内国消費税ですから「外国で消費されるものには課税しない」という考えに基づくものです。
海外の業者が国内の消費者等に商品を販売した場合でも、商品が動けば輸入時に消費税は課税できました。
役務の提供は空間的に限定されるため、海外の事業者が国内の消費者等に大量に役務を提供することは想定外でした。
ところがインターネットの普及により海外の業者(アップルやアマゾンなど)から行われる電子書籍・広告の配信等のサービスが急速に普及し、これには消費税がかかりませんでした。
しかし同様のサービスを国内で行っている国内の業者には8%の消費税が課税され価格面で国内の業者が圧倒的に不利な立場にありました。
消費税における内外判定基準の改正
平成27年10月1日から、海外から行われる電子書籍・広告の配信等のサービスの提供について消費税が課税されることとされました。
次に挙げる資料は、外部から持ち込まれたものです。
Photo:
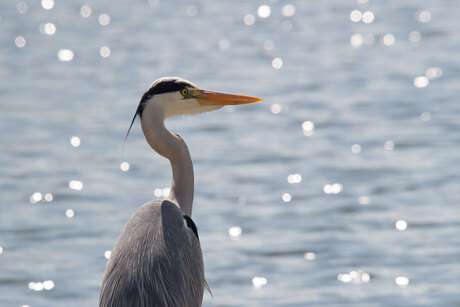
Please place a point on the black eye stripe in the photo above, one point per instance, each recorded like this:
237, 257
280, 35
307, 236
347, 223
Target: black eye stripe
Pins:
191, 225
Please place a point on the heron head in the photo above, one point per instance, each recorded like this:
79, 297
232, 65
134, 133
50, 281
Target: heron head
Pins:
176, 96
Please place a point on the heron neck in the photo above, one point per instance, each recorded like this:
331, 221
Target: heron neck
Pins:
172, 147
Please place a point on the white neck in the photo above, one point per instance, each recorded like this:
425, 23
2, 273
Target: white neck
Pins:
172, 147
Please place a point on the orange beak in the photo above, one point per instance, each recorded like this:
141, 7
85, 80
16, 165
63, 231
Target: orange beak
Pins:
210, 98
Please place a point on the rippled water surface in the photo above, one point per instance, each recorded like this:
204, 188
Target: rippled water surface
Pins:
341, 187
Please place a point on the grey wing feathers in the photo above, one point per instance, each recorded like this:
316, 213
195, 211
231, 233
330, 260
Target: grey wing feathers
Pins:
157, 261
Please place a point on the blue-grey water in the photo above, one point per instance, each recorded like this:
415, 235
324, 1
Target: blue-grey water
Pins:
344, 181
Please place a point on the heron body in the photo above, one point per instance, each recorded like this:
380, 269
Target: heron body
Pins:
157, 260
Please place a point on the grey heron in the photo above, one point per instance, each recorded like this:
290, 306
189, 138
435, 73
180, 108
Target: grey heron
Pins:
157, 260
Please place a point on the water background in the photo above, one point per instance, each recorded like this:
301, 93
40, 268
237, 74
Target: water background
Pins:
351, 109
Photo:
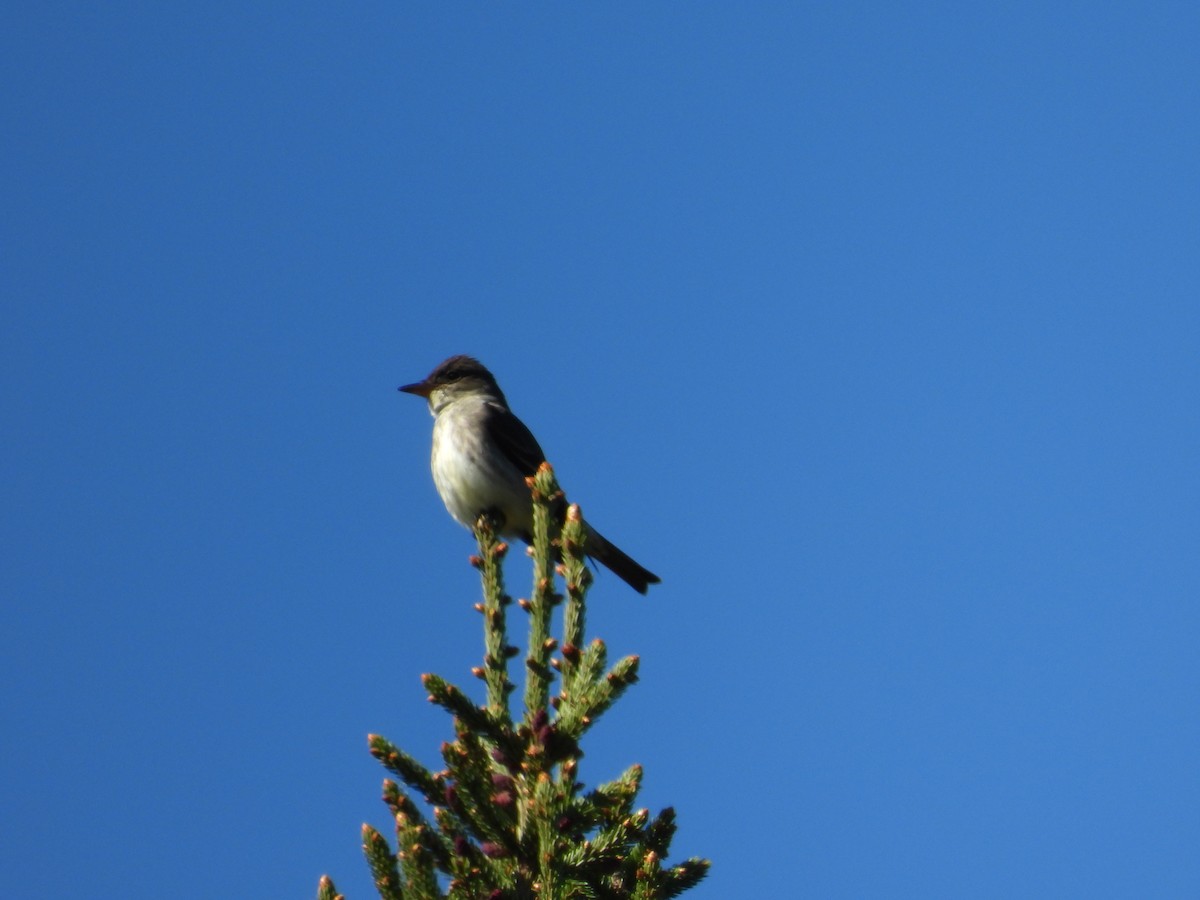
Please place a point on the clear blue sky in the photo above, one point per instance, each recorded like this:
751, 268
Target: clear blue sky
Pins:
873, 329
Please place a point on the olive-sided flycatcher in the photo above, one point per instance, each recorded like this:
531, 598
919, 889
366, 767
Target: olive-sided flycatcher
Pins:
483, 454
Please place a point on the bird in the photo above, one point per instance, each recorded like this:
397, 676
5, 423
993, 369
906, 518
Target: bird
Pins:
483, 454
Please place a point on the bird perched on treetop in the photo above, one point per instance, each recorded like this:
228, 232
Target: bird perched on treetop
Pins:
483, 454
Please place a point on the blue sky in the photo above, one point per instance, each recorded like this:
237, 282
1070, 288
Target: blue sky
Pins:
873, 329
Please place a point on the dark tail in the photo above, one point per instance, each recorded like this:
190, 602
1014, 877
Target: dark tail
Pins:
618, 563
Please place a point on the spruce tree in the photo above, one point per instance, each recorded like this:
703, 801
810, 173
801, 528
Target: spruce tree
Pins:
508, 817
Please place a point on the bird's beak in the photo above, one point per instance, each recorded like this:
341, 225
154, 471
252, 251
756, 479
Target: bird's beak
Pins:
421, 389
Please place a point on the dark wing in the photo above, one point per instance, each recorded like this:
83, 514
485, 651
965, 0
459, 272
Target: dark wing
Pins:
514, 438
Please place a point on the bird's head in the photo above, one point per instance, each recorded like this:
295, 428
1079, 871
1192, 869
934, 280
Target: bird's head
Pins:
455, 378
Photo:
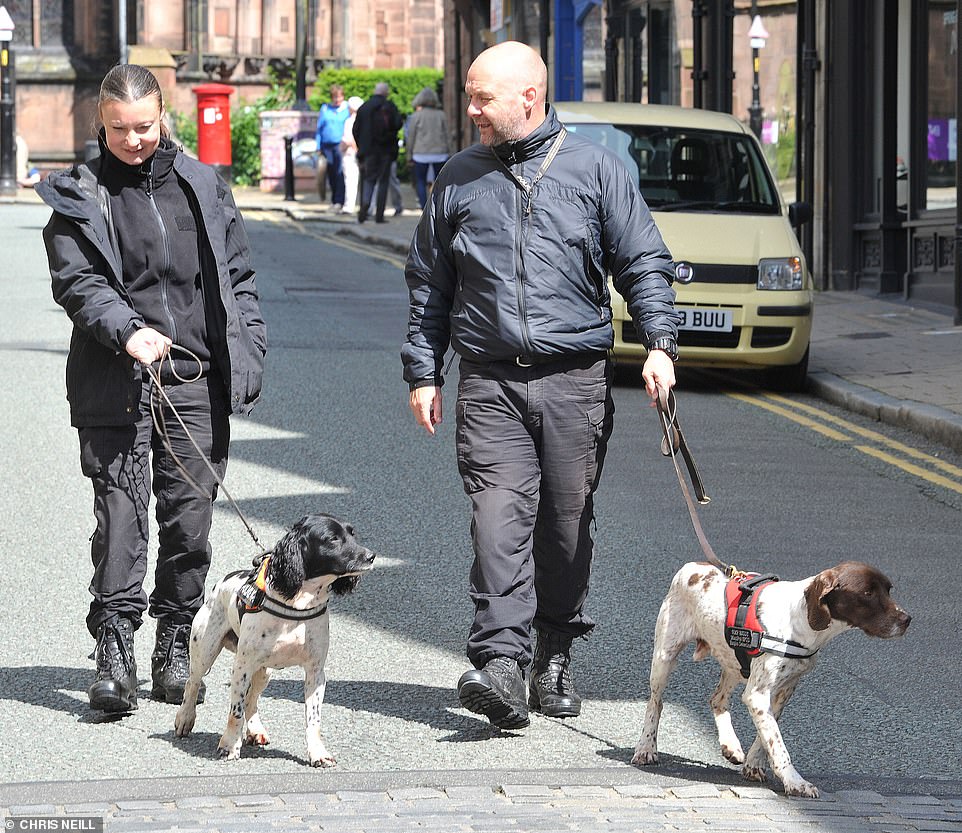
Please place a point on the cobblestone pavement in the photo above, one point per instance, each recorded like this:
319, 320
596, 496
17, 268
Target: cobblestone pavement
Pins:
865, 356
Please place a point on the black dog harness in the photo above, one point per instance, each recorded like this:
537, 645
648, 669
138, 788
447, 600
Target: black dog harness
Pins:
252, 597
743, 629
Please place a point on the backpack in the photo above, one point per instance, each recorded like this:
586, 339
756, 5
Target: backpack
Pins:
383, 129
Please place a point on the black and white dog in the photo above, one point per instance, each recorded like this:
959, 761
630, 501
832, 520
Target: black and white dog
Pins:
275, 617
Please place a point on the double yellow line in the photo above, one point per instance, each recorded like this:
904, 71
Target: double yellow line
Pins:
910, 460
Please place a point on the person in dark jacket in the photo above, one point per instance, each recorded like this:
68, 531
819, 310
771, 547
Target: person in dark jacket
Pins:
509, 266
375, 130
149, 257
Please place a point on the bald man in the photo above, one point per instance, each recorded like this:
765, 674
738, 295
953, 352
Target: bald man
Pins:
509, 267
376, 126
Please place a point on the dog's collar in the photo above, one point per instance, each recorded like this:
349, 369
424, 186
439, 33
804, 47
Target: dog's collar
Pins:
252, 598
743, 629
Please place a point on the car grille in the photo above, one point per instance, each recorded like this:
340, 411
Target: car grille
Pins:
761, 337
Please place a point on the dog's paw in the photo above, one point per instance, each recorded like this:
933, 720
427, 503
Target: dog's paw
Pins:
184, 721
257, 738
802, 790
795, 785
645, 756
326, 760
733, 754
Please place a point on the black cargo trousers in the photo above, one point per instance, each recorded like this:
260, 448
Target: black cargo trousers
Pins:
531, 444
124, 463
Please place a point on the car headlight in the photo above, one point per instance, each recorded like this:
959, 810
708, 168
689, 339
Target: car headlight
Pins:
781, 273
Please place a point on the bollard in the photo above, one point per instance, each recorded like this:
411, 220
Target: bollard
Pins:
288, 169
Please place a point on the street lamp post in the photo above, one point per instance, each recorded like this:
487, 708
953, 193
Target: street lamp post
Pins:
757, 35
8, 133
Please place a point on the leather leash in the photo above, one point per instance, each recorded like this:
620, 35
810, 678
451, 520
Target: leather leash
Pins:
672, 443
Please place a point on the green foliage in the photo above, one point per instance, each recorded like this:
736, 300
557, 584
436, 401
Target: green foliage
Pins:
185, 129
785, 155
245, 126
405, 84
245, 144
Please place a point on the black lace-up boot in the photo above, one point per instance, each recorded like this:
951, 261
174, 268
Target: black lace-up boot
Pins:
170, 663
497, 692
550, 690
115, 689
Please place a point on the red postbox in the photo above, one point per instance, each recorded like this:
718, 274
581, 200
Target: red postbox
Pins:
213, 126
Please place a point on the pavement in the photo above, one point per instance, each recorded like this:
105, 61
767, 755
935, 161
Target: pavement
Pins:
885, 358
879, 356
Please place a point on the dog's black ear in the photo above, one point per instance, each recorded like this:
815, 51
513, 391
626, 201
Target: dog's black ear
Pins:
286, 570
819, 615
344, 585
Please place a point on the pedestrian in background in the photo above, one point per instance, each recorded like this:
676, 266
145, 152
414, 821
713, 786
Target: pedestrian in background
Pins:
349, 157
509, 266
147, 250
375, 130
426, 141
329, 132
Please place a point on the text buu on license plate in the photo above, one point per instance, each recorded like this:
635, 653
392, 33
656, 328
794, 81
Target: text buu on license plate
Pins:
705, 319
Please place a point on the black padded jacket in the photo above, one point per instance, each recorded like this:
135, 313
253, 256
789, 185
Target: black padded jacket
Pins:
499, 275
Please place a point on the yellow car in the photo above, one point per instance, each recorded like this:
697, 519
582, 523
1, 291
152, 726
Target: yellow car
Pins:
744, 290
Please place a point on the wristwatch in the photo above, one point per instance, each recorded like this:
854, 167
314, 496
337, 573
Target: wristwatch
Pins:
666, 343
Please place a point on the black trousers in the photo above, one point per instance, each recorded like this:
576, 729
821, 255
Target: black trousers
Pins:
124, 464
375, 171
531, 444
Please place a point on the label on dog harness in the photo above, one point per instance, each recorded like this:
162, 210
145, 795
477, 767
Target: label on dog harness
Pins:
743, 638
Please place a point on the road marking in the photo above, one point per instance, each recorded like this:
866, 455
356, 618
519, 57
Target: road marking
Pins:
925, 468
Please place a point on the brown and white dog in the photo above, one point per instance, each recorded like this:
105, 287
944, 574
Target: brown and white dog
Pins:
810, 612
275, 620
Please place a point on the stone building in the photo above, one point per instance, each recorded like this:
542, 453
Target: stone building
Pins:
62, 48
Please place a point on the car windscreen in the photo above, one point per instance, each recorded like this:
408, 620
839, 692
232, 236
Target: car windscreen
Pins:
690, 170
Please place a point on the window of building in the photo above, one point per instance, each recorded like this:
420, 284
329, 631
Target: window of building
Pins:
941, 116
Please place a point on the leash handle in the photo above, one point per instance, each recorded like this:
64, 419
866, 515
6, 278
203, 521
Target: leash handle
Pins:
157, 414
672, 443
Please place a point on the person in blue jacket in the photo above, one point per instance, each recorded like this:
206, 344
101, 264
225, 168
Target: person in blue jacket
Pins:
148, 252
330, 131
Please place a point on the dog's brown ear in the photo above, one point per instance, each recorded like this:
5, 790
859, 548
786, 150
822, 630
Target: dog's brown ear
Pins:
819, 616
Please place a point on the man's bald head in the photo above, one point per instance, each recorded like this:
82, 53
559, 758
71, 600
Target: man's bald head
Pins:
507, 86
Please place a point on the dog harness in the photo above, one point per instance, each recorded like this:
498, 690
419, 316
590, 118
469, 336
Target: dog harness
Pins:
743, 629
252, 597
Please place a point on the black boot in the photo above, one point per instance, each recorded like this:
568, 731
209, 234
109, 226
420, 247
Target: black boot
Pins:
115, 689
170, 663
550, 690
497, 692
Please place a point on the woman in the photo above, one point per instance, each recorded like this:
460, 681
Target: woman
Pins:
149, 257
427, 141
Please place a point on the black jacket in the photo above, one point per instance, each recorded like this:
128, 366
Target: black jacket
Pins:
500, 276
103, 382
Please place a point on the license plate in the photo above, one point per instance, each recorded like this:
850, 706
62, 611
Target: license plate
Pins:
705, 319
それまでは、インターネット等を介して行われる役務の提供について、役務提供者の住所地によって国内取引か国外取引かの内外判定が行われていましたが、今後は、提供を受ける者の住所地で内外判定が行われることになりました。
海外からのダウンロードと消費税の課税
海外の業者から音楽や電子書籍をダウンロードする際、いままで消費税は発生していなかったのに、これからは消費税が課されるのです。
インターネットの世界では国境がなくなっていますが、今回の税制改正で国内事業者が受けてきた消費税課税での国外事業者との価格競争の不利益がようやく解消されることになったのです。
課税方式はちょっと面倒
課税方式は、役務の提供を行った者が国外事業者である場合、「事業者向け電気通信利用役務の提供」であれば、受ける側の事業者の消費税申告に織り込み、申告・納税する「リバースチャージ方式」です。
一方、「消費者向け電気通信利用役務の提供」であれば「国外事業者申告納税方式」となり、役務を提供する側の国外事業者が日本の税務署に申告・納税を行います。
そのため、値段は上がりますが、消費者側での納税手続きは不要です。